On The Night Before He Died…

Sermon preached at St John’s Bexley: 28th March 2024: Maundy Thursday: Exodus 12:1-4; 1 Corinthians 11:23-26; John 13:1-17

“On the night before He died…”

…And with those words, we travel in time – back two thousand years, to that night: The night before He died.

It happens every time the Eucharist is celebrated: The altar – that wooden table, clothed in frontals and linen, becomes the Supper-Table. This church, these walls, this place where we’ve sat so many times – our neighbourhood parish church on the doorstep, becomes that Upper Room, Two Millenia ago, in Roman Occupied Palestine…

When we celebrate the Eucharist, breaking the bread, sharing the cup, that’s not simply a re-enactment, we’re not just going through the motions… It’s deeper than that… A sacred moment: A Sacrament which although played out over and again on altars across the world and throughout the ages can only ever be a single moment in God’s Eternity.

That moment in the Upper Room, on the night before He died.

A moment of Communion: When our lives, and the life of Christ – our stories, and the Gospel Story, touch and become one.

On the night before He died, he had supper with His friends.

And friends, here we are: Gathered around the supper table in the Upper Room. The reredos is veiled through Passiontide: Its image of arguing, chaotic disciples gathered round the serene Christ, at the point of instituting the Eucharist… But do we need to see it?

Do we need to see it when we can simply look around at each other – and at ourselves… And see the Disciples here…? John, resting in Christ’s bosom; Thomas, with his doubts; Peter, so faithful now, but so ready to deny His Lord in the hours that will follow; And Judas, because we are all of us capable of betrayal…

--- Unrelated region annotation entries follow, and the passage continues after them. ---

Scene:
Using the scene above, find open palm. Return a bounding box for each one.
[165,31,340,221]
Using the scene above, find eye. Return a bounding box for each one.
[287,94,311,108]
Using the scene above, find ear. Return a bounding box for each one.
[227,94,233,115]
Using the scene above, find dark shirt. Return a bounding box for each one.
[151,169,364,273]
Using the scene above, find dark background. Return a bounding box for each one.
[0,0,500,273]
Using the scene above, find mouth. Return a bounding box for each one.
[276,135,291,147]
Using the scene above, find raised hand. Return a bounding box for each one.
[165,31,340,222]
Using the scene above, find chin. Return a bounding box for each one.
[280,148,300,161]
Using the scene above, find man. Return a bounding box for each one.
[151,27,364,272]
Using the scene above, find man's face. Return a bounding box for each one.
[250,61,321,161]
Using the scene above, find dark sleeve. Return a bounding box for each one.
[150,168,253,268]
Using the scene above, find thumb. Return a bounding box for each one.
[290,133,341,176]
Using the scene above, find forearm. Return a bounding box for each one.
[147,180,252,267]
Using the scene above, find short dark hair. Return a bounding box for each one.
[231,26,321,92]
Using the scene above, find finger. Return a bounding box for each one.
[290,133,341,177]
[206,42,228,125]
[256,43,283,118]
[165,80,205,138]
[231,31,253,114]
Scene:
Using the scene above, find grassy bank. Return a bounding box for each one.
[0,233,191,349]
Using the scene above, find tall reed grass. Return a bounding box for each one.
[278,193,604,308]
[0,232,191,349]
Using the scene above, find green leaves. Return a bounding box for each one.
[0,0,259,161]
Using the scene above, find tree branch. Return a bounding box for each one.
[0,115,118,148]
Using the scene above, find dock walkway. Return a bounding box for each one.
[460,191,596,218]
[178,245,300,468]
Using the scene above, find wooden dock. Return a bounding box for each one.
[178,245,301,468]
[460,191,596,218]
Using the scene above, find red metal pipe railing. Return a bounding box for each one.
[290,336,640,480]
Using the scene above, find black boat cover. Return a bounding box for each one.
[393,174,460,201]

They are here. We are there. In the Upper Room, on that night – the night before He died.

Soon, twelve feet will be washed; Soon, the Commandment will be mandated – To love one another…

Soon bread will be broken and we will take and eat; Soon wine will be poured out, and we will drink;
All of this we do in Remembrance of Him.

A Sacramental Remembering: A remembering that, in the sacred moment, makes it all real: Christ enacting the motions of His own sacrifice so that His friends, His disciples, His Church might ever have that one moment to return to.

From here we shall depart in disarray; some will disappear into the night, some will go on to betray, some will be present before the Cross, and some will celebrate the Resurrection in three days’ time.

Some of us here will go on to Love – loving one another as Christ has loved us.

The remaining Sacrament, the Body of Christ will be placed on the Altar of Repose, a silent Gethsemane in miniature, and like the Disciples we will be invited to keep watch with Christ… To tarry, and pray with Him into the night… The night before He died…

The Disciples fell asleep… But maybe this night, tonight, maybe this time will be different and the Disciples here will get it right: We’ll stay awake with Him.

On the night before He died. So many things happened that night: The night the Universe succumbed to the gravity of the Cross -plunging headfirst toward Good Friday… And this night of all nights, that night before He died:

It’s tonight.

And here we are.

As we recall the events of that one night, so long in the past, we learn that these are also the events of our present and our future: A moment that was, and is and is to come; pervading through Earthly history whilst also eternal, beyond our Universe, ensconced in the Heart of God so as to embrace all of Time and Space in that Love – the love of a Servant God who washes feet and has supper with His friends.

On this night, on this fragile night, when the World is made of porcelain and the cracks break across the surface of our frail reality to show there is something so much greater, deeper, and more terrifying beyond:

And that something, perhaps, is love…

The Love of God, exemplified by the Son of God, and mandated to the people of God to exercise – love that takes us into service, that forces us down to the feet of those who will betray us, that breaks our bodies on the altar and hangs us on the Cross.

Love doesn’t half make us vulnerable, and yet in that vulnerable Love, we are in communion with God:

Ubi caritas et amor, Deus ibi est.
Where there is love, God is there.

On the night before He died, God, in vulnerability, loved.

…And tomorrow God, in love, will die.